El desastre de Thea

32. Canas

Ese precioso atardecer bañaba las pieles de la familia que andaba descalza por la playa. Ahora todos yacían pendientes y risueños, observando a la pequeña Aurora mientras experimentaba por primera vez, en sus casi diez meses de vida, las olas del mar. El frío del agua la puso un poco inquieta, pero la curiosidad por el movimiento, las gaviotas que volaban sobre ellos y las pequeñas lanchas despertaban en ella una intensa fascinación.

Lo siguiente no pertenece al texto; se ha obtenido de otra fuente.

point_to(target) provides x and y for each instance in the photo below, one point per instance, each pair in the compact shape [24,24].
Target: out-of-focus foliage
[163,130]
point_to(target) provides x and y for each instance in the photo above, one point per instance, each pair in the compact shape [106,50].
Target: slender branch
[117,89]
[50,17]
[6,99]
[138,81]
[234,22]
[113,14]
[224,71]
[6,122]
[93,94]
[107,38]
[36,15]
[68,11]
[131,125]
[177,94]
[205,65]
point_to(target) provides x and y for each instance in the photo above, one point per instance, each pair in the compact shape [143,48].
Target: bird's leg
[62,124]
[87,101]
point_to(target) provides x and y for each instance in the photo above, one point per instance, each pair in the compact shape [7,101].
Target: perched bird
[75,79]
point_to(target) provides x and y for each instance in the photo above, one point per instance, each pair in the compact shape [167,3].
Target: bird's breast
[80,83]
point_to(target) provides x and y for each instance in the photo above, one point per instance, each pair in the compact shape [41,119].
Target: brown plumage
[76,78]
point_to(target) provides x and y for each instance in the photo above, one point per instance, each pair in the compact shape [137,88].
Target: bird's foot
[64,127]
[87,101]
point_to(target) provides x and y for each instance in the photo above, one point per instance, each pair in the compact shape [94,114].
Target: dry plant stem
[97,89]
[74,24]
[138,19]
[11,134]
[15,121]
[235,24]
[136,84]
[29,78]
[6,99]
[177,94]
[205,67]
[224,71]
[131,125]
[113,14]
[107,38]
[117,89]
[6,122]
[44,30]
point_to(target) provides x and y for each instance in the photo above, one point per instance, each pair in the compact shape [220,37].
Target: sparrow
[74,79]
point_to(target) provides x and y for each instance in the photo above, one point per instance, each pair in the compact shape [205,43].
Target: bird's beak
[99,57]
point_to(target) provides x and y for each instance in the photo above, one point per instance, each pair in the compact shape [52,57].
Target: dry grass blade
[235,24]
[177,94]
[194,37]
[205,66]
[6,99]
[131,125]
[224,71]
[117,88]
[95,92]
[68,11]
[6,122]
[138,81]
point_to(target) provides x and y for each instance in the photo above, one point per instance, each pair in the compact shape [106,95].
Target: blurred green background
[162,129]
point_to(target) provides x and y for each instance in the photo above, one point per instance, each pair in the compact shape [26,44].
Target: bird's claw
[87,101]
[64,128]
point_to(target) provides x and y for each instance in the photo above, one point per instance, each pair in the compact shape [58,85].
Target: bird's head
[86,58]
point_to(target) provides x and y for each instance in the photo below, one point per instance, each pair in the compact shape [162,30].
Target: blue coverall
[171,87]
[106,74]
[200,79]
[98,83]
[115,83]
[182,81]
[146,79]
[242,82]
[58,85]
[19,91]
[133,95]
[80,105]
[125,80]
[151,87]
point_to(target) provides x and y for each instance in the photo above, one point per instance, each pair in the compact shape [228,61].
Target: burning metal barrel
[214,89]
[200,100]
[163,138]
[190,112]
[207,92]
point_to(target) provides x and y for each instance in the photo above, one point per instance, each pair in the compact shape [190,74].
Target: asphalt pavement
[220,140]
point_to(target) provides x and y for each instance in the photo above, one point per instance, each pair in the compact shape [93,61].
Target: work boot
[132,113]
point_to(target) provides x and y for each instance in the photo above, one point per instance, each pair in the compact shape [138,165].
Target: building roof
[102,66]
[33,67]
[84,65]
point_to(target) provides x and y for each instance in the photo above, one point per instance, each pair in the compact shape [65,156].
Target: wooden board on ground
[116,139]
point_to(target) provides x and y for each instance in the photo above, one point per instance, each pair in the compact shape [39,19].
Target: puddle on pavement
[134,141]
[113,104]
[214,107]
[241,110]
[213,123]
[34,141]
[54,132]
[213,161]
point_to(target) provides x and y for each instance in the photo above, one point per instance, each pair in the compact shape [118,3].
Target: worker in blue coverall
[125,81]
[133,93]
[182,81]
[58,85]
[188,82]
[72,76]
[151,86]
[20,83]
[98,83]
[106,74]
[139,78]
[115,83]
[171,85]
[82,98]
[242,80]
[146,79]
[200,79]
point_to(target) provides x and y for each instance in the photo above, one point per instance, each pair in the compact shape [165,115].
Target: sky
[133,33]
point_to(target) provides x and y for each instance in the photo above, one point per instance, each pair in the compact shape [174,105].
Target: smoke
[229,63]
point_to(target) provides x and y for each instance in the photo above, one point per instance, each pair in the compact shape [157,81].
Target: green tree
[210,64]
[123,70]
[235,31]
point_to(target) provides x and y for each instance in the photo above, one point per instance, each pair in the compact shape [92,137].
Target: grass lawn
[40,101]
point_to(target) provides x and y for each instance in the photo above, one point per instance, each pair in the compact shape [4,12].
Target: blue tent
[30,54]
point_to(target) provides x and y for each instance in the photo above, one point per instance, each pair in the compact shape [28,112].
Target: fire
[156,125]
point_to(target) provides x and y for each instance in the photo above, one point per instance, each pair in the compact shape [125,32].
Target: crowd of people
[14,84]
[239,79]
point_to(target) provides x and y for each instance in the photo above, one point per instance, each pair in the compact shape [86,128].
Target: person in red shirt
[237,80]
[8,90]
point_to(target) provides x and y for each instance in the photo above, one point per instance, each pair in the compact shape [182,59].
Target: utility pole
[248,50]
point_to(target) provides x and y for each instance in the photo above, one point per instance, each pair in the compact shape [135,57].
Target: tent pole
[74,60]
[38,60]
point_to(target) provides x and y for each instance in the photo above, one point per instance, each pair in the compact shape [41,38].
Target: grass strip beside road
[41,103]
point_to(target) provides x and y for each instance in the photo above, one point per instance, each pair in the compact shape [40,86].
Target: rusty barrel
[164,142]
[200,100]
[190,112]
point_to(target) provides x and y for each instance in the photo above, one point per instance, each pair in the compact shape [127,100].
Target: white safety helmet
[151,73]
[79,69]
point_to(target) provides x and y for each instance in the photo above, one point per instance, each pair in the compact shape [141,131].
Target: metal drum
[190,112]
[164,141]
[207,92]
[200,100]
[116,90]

El día solo podía describirse como perfecto. Sin trabajo, sin tensiones, sin sonrisas a medias ni momentos compartidos a medias. Después de un almuerzo que no solo resultó delicioso, sino también un poco pesado, todos lavaron los trastes juntos. Luego se tomaron un tiempo para descansar y dormir la siesta. Darcy se quedó en la sala con Benny, y Aurora en su espacio, mientras las chicas se retiraron a la habitación. Despertaron después de las tres, se ducharon y se cambiaron para ir al pequeño pueblo, donde un poco de helado artesanal fue una delicia para ellos que habían andado a pie.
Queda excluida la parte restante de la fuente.